On the issue of Kernighan’s salary, Burns said the increase was agreed because the post of group chief executive was a new position with much larger responsibility, not an increase for an existing role.  He also said the board undertook extensive benchmarking and external advice before arriving at the figure, and compared specifically against eight significant national voluntary sector organisations.

He cited Acevo’s salary survey which states that the median salary for CEOs of £15m+ charities is £90,000, with a 17 per cent mark-up for London-based organisations.

“The NUS turnover is currently £17m and in addition there is a £70m purchasing consortium.  Not only in terms of our size, but also our breadth and reach, our commercial activity, our stakeholder complexity and membership size make this a much ‘bigger job’ than many of its counterparts in that income bracket.

“We could have appointed for the new role on a lower salary, but we would not have attracted the right talent,” Burns added.  He also said that far from the motion on pay being “forced through” by himself, as alleged by Bauer, the paper was discussed by the board and the majority agreed. “That isn’t something being forced, it’s Edd losing an argument,” he said.

Burns also dismissed Bauer’s attempt to conflate the CEO’s pay as a trade-off with campaigning resources or affiliation fees from students’ unions.  He said the amount spent on campaigning activity has increased each year for the last six years and the difference between the previous CEO salary and the news salary – around £16,000 – would “not make a scratch on the impact of our campaigns”.

'Not a placard-making role'

He defended Kernighan’s campaigning skills and experience: “I wonder if Edd realises that NCVO is a confederation of organisations that work day in day out to change people’s lives and Ben has led campaigning to secure them all sorts of support, legislative change and funding?

“Unless Edd’s point is he wants a CEO who can make a bloody good placard, I really fail to see what his problem is.”

Diversity allegation unfounded

He went on to condemn Bauer’s views on diversity at the NUS, especially his description of the leadership team as “pale, stale and male”, when ten out of 18 heads of department are women.

“NUS has a ‘staff protocol’ which basically says that it is unfair and unwarranted to criticise, positively or negatively, collectively or individually, the staff of the organisation when they can’t respond – instead you criticise the elected officers who can and are ultimately responsible.

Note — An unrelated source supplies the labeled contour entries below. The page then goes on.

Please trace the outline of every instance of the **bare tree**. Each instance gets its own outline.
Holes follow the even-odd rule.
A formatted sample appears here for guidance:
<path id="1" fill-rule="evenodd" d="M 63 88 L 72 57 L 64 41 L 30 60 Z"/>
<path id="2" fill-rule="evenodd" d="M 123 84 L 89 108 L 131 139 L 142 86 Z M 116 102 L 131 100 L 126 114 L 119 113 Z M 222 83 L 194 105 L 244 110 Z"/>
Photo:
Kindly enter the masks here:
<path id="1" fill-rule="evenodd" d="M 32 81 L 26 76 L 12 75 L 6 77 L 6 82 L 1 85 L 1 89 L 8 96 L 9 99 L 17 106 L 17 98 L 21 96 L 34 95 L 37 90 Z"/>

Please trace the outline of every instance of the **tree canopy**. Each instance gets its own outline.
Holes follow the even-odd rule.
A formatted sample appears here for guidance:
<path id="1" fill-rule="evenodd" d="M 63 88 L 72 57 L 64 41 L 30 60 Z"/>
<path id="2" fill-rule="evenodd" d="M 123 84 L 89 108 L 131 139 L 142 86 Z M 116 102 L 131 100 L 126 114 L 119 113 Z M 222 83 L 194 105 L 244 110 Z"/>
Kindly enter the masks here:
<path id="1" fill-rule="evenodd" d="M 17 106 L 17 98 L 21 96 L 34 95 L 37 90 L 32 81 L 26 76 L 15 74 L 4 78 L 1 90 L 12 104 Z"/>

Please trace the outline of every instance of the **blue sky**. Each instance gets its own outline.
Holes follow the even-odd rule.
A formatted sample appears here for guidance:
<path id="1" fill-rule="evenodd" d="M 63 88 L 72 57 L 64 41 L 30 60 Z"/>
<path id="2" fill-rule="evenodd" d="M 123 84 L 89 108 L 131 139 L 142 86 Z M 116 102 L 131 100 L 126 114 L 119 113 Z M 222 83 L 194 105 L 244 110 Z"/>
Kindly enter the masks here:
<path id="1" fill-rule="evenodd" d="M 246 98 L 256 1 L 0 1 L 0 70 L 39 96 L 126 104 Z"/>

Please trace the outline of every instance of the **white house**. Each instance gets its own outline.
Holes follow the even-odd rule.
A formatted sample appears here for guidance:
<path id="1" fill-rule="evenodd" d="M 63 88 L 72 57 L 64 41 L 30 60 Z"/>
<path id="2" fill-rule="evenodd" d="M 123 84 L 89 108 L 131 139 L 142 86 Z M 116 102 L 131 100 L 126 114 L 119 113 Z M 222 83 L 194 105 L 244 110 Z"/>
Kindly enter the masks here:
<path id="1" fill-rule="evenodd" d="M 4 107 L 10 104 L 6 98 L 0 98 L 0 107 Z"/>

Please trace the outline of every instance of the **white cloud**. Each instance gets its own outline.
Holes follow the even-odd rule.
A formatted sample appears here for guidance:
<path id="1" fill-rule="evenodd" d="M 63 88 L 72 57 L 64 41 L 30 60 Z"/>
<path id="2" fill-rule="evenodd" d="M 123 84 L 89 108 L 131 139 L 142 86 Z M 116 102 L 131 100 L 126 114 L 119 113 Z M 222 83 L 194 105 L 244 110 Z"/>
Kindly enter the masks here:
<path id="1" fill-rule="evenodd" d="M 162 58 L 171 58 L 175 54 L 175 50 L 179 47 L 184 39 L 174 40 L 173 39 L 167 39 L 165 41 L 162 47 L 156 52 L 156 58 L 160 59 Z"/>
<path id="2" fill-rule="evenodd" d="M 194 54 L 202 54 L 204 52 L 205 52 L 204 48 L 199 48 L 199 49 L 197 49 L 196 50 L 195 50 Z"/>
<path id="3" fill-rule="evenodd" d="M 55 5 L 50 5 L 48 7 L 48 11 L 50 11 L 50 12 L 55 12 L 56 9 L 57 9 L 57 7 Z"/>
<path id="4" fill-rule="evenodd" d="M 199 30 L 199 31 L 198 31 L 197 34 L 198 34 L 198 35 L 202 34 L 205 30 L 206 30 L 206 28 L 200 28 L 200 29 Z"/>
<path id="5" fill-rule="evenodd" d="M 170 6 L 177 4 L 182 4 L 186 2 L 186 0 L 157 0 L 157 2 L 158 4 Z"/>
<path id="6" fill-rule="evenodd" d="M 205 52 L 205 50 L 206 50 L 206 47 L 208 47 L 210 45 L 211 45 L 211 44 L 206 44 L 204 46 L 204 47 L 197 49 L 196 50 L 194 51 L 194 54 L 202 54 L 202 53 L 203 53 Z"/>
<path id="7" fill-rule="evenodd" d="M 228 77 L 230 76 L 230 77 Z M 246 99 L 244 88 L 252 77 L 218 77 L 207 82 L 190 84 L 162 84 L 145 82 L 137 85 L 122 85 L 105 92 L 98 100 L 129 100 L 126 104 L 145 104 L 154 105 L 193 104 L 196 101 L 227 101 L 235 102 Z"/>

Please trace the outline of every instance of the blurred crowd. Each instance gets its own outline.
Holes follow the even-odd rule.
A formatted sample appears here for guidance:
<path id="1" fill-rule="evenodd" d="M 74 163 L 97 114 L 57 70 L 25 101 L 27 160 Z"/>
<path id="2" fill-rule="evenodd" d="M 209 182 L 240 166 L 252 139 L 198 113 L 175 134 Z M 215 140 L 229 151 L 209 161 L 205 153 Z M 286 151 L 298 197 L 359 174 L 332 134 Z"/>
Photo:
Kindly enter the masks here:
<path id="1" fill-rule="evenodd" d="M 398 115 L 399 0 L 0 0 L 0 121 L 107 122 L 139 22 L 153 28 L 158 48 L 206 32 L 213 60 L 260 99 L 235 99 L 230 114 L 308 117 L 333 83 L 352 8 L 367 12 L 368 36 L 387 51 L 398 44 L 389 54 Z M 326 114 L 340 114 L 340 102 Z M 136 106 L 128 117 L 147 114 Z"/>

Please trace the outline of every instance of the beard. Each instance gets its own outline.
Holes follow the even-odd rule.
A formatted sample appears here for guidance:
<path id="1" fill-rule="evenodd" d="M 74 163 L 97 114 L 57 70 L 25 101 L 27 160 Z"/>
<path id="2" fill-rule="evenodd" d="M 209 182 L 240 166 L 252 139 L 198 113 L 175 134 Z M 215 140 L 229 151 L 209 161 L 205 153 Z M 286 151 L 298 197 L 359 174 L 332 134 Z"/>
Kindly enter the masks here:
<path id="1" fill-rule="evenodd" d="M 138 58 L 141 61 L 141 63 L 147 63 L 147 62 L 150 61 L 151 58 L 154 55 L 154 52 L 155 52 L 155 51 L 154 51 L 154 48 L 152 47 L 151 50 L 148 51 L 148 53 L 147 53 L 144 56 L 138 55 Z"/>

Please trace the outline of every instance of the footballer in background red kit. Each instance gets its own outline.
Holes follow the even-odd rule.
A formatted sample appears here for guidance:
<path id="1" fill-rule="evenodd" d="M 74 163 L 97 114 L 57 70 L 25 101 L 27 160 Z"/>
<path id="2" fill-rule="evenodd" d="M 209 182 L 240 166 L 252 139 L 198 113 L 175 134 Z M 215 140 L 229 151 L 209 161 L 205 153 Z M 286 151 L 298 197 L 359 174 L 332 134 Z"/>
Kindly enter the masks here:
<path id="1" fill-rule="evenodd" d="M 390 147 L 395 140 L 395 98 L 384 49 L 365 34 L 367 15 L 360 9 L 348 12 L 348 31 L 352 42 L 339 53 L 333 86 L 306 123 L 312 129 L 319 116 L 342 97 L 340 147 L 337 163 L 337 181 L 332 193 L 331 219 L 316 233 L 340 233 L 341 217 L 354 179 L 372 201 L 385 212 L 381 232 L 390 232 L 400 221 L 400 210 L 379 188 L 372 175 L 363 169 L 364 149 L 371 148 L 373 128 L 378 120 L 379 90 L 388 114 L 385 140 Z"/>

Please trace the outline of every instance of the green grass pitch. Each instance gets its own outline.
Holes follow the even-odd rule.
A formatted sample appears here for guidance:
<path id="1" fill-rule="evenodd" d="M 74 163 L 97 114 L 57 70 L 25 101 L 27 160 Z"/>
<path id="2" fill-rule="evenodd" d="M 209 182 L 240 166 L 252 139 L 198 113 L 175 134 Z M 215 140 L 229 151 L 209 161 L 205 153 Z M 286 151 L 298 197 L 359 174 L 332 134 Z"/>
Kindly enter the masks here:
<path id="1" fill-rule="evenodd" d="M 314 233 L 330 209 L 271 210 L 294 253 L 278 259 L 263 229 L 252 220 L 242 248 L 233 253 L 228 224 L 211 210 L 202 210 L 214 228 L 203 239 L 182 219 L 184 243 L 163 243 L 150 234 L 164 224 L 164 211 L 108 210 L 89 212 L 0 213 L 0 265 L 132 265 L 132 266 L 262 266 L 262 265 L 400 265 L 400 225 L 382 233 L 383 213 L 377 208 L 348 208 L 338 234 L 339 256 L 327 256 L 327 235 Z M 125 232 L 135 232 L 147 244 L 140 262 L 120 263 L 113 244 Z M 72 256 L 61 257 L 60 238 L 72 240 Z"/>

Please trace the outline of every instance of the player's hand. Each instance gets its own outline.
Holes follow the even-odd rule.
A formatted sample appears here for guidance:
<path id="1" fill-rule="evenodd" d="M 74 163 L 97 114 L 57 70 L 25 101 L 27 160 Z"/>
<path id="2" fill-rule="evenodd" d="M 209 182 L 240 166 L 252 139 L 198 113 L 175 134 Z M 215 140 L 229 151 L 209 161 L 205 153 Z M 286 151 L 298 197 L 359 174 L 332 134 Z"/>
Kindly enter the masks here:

“For Edd as a trustee to throw around phrases like ‘stale’ and link them explicitly to individuals is outrageous and cowardly when he knows they are not allowed to rebut those allegations.

“Not only that, it hugely undermines a trade union-negotiated protocol…I’d be surprised if the trade union does not pull me up for this and I’d expect an apology from Edd as soon as possible.”

Kernighan is due to take up the post of group CEO at the NUS in July.